His mother then moved them out to Thelnetham near
Diss, to the farming community run by the slightly famous and slightly
more eccentric John Middleton Murray, who led his Sunday service
dressed as Jesus the carpenter. That was Paul's introduction to how we
English do farming, with Gladys the landgirl driving the Bedford truck
topless. Then a brief spell standing in as the grave digger in Stoke by
Nayland, followed by general handyman, waiter and dogs-body at Polstead
Country club before renovating cottages in Monks Eleigh.
No
wonder he goose stepped on the first parade after signing up in the
British Army for National Service. Posted to Germany, but now meant to
be representing the British, he befriended a local German family and in
particular their daughter Renate. They returned to Marlesford together,
but before their daughter Christiane was born Renate's mother
visited and took her daughter back to Germany.
Paul always
kept in touch, but his British life started to move into its more
established era. He got a job at the Ministry of Works and that was the
point where he met Monica at a dance in Fram Assembly Rooms. They
married in 1956, and as we know, Monica's father soon accepted him into
the fold.
Kate and I were born during his two-year teacher
training in Bristol which you have heard all about from Freddie. He was
posted to Braintree in Essex, teaching woodwork and German. He
renovated our cottage home and built a sound base for his new family.
In the second third and fourth eras of his life he left a tremendous legacy of small but important achievements:
* His
handiwork lies within Framlingham Castle & Saxtead Mill, which he
helped restore while working for the Ministry of Works
* He
built part of the fabric of countless high school students---a
grounding in the practical aspects of life, and I'm sure he instilled
sound moral principles at the same time---both capabilities that would
outlast all their academic qualifications. Some have kept in touch with
him throughout his life.
* After taking on management of the
non-crop side of the farm in 1975 he planted hundreds, perhaps even a
thousand, trees---long before climate change entered centre stage.
* He
was the driving force behind the establishment of Framlingham Furniture
Project in the great barn at Home Farm. As always, he handled the
practical side---getting stuff done was his hallmark.
* As warden of
the fine Church we stand in today, he never lost his 'just do it'
attitude while at the same time organising others for larger projects
such as the repair of the bells.
Castles, windmills, thousands
of school children and trees, the furniture project, the Church, all
these stand as his achievements. And the countless times he was ready
to give practical help to local people in need of a hand. As
one letter to Monica recently said "I cannot imagine Framlingham
without Paul, he was part and parcel of the town." Although he was the
eternal optimist, taking on more than most of us ever would, he
achieved so much because he was always prepared to put in hard graft.
A
final illustration of his optimism, near to the end of his life. I had
told him he should see the people he wanted to see before he died. So
had the doctor and so had others. He had taken all this on board. This
was a few months after his prostate cancer had jumped to his bone, and
even a couple of months after his kidneys had looked like they would
fail within weeks. But he kept going to the end because he never gave
up.
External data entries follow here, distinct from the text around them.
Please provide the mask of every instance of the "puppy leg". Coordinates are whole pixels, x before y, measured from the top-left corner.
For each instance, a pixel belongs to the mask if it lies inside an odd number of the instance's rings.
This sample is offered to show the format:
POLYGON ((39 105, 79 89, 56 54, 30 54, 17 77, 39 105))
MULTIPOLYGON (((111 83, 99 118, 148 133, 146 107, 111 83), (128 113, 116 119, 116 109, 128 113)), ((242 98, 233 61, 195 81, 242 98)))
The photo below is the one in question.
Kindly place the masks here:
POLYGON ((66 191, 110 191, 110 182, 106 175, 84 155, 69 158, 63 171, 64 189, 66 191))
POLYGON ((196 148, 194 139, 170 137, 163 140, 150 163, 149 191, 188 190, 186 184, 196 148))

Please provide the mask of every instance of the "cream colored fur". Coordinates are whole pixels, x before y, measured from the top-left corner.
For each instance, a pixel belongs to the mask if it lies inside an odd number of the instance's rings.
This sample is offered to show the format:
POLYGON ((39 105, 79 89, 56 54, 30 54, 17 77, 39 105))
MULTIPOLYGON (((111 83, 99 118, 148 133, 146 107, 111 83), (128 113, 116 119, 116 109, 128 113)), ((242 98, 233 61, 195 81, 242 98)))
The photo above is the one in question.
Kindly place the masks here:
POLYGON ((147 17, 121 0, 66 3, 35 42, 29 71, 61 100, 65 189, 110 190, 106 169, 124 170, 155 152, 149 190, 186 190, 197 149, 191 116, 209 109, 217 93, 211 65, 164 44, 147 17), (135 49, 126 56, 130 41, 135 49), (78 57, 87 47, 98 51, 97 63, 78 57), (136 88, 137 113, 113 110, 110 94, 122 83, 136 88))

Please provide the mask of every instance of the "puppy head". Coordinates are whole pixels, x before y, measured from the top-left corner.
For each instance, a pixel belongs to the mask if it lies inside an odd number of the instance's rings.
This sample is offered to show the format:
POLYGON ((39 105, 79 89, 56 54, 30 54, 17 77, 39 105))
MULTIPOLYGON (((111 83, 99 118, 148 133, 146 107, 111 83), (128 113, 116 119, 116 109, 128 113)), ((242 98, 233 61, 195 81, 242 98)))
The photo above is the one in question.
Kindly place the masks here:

Just recently, he asked the doctor, "How much will I be able to do
once I'm better?"
As a child, he had felt let down by his
mother, then by his father-figure Seppl who failed to live up to
expectations too when he switched sides near the end of the War. He
felt let down too by another father-figure, the pastor in Miltenberg
whose fallibility was revealed when he was discovered with a broken leg
after a failed escape from a lady parishioner's bedroom.
Well,
I can truly say I am proud of my father---he never let me down, he
remained a man of integrity, and he deservedly spent his last few
months satisfied that he had achieved everything he set out to achieve.